I recently got out my Chemex after months of not using it and made some coffee. It tasted much more papery than usual, and I can't really figure out why.

It's possible that I've just gotten used to the non-paper filter coffee I've been drinking lately, but the paper filters also smelt a little funny (was using an opened pack of chemex, bleached filters that I'd bought maybe 12 months ago)

Is this normal? I was storing them in a "cool, dry place" so can't imagine they've been exposed to moisture, just air.


----------



## risky (May 11, 2015)

Seems unlikely. Thoroughly rinsed beforehand I presume?


----------



## froggystyle (Oct 30, 2013)

Do they look ok, are they out of shape, maybe they have drawn I some moisture.

Any paper I leave out on the boat curls due to this.


----------



## jtldurnall (Mar 16, 2015)

This happened to me once and I couldn't figure out why.
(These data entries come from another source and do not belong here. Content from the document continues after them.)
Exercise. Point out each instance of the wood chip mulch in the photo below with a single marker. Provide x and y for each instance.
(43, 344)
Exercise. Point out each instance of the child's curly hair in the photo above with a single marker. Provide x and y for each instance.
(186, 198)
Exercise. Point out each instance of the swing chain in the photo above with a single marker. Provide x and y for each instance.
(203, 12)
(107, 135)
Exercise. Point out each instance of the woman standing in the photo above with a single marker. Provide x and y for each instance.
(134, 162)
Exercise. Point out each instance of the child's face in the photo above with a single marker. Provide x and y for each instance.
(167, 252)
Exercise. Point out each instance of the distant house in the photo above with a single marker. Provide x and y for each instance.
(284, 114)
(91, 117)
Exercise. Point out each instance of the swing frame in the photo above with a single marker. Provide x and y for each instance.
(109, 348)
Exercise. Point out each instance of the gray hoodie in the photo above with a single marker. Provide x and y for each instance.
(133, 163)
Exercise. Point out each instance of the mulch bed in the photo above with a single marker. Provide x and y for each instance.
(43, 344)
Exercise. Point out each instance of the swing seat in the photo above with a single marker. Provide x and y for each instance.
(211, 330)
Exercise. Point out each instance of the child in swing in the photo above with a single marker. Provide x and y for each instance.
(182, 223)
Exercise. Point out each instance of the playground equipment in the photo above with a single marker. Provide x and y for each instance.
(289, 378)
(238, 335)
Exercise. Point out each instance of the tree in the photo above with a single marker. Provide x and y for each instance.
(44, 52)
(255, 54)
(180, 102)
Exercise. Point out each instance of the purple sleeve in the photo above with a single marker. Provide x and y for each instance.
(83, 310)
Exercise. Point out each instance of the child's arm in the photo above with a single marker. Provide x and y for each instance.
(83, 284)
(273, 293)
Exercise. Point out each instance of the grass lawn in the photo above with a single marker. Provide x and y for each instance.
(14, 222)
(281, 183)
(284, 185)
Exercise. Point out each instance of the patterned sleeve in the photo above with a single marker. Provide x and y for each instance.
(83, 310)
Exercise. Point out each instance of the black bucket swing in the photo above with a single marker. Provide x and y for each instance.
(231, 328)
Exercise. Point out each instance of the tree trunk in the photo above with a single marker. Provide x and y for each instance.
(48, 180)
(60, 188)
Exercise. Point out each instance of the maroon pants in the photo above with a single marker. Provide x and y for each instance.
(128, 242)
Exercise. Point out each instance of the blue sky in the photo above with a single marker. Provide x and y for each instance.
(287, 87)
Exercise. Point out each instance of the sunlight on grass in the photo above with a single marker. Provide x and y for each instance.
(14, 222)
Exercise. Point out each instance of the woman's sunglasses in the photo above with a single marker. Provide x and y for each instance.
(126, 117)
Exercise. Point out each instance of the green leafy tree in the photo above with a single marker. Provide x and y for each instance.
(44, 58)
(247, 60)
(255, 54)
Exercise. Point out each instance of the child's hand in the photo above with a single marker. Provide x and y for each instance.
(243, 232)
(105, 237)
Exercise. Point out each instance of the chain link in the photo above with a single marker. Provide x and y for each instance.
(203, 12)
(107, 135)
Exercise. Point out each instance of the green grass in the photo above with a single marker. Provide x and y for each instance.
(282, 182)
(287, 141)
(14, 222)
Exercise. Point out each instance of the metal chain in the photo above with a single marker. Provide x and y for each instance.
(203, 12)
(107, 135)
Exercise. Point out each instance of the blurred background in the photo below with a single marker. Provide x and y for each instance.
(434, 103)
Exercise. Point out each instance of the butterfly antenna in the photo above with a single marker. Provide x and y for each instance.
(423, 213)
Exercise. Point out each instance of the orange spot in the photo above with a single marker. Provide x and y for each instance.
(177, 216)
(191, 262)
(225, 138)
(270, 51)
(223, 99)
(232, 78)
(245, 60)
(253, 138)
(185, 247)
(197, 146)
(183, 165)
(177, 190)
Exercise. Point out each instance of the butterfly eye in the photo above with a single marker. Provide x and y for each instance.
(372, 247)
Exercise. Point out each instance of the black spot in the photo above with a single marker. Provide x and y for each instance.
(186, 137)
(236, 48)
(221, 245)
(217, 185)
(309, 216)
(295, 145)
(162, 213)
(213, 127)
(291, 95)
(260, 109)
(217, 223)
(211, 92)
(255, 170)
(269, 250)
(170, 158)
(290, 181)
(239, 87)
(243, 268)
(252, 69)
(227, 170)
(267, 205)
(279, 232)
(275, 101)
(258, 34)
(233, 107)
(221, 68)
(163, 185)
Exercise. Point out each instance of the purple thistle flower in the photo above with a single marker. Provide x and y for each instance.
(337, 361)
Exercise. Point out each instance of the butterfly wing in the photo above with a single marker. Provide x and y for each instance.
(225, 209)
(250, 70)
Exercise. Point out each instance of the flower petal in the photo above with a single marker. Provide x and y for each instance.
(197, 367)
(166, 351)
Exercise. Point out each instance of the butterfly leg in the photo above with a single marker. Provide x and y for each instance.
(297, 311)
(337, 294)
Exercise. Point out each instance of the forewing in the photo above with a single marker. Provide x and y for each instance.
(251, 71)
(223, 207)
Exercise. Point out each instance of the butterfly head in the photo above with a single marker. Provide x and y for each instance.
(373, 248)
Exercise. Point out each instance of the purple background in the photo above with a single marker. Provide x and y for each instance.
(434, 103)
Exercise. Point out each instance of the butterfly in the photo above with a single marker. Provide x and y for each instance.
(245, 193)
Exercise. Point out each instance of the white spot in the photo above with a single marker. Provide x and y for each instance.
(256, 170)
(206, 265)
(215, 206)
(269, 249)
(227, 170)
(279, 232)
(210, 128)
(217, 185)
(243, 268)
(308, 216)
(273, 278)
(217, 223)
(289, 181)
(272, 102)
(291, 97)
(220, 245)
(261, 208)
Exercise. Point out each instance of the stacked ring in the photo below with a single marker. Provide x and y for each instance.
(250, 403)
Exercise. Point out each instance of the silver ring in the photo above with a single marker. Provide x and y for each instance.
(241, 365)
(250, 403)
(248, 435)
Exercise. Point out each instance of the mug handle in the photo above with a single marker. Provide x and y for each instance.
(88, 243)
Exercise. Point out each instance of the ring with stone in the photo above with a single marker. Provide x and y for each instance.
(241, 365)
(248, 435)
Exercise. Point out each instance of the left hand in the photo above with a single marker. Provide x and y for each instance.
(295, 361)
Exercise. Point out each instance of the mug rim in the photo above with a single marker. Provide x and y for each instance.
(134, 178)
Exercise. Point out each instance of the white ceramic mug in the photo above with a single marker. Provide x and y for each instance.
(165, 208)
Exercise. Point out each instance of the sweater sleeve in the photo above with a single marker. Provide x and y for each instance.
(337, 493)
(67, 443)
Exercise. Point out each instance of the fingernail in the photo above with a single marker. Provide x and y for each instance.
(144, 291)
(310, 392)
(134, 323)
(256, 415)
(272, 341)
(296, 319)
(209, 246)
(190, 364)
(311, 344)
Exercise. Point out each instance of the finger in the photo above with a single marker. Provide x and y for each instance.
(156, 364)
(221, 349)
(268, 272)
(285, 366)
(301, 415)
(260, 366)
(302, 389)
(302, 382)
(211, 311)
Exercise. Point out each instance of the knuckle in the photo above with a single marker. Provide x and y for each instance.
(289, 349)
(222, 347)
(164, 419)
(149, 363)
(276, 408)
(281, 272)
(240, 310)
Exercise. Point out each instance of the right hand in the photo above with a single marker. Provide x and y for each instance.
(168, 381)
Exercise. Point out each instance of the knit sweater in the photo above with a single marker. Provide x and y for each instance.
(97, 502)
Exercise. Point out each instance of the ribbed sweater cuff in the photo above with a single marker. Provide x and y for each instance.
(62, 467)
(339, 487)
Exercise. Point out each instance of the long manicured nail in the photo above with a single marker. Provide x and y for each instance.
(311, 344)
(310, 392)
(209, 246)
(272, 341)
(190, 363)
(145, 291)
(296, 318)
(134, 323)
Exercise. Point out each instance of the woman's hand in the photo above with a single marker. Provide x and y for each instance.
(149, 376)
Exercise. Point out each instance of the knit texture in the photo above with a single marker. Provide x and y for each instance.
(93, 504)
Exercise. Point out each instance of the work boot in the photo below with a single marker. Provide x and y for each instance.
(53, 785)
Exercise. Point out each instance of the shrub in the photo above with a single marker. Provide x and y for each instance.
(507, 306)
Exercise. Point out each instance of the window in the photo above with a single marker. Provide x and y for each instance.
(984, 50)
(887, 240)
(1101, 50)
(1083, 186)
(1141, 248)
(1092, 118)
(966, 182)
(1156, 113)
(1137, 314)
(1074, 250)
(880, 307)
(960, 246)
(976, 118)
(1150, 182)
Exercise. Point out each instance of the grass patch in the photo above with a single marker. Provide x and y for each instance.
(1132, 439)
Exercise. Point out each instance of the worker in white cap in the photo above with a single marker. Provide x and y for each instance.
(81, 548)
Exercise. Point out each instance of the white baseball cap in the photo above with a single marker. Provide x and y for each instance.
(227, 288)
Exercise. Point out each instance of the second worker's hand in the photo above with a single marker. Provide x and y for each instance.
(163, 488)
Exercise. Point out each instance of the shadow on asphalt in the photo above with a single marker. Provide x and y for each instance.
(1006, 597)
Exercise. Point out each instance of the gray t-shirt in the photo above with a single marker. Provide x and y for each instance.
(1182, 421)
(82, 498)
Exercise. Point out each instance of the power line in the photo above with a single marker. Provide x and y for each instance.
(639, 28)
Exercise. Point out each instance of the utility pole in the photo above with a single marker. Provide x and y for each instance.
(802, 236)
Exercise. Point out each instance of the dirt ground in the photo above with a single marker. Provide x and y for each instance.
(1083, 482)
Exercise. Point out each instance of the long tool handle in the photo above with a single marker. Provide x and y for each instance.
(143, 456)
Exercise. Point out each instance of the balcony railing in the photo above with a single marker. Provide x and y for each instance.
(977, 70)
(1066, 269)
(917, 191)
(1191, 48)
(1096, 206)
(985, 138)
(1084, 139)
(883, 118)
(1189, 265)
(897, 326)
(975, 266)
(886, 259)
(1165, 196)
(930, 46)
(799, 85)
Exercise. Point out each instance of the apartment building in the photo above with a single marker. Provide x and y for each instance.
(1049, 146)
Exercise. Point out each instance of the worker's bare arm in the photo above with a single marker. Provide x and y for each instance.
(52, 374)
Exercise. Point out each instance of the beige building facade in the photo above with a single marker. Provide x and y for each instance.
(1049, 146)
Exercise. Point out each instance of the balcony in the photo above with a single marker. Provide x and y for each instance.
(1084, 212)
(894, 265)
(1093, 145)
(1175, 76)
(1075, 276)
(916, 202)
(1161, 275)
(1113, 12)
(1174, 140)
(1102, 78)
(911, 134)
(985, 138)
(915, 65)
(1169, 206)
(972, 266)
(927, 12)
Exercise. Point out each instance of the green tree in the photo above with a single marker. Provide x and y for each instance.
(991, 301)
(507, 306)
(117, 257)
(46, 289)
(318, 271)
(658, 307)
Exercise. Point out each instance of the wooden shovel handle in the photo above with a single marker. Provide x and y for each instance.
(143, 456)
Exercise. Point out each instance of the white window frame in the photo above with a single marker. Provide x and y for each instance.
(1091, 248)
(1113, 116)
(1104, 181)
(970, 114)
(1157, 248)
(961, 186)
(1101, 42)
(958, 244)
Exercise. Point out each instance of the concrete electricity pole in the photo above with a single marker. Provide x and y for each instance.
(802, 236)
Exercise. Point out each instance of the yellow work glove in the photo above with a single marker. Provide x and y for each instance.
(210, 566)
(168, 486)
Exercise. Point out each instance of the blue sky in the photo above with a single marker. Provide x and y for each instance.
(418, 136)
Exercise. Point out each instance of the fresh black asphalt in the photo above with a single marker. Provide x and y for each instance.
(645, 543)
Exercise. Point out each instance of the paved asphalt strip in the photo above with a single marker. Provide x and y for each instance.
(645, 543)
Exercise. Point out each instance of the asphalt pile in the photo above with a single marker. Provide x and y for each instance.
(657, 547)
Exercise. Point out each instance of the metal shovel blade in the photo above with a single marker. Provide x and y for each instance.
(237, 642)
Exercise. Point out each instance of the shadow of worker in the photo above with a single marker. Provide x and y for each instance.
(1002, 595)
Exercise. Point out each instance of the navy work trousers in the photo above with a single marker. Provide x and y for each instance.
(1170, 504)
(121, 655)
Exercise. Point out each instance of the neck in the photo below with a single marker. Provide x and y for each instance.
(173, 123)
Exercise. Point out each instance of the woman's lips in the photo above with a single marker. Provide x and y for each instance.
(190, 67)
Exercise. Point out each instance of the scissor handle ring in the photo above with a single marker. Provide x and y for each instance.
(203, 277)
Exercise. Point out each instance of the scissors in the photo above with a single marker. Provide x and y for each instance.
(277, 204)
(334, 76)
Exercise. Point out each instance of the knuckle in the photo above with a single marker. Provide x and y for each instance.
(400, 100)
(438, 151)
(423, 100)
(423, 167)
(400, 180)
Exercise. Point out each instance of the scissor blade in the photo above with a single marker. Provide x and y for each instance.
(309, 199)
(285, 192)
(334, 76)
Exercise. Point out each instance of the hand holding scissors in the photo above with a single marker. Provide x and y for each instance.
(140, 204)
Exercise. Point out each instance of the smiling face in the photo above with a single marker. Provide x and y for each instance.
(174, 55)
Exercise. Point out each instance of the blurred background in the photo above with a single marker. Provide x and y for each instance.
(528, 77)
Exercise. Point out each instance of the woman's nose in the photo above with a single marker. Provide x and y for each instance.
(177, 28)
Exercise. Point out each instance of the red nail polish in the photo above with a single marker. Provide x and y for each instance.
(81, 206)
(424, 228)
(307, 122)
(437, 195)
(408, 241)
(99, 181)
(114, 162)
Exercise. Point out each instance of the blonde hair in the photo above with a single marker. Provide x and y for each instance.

Turns out I had actually been keeping the filters in my cupboard next to some spices, and they must have absorbed some of the flavours. They now have their own container and the problem has stopped.

Edit: just reread your post and realised I miss read 'papery' as 'peppery'. Woops.


----------



## YerbaMate170 (Jun 15, 2015)

thanks for the comments. Yes, washed as always. They don't look any different, not curled up or anything. @jtldurnall your original comment is still potentially valid, it's possible that spices etc have affected them, will store them better in the future!


----------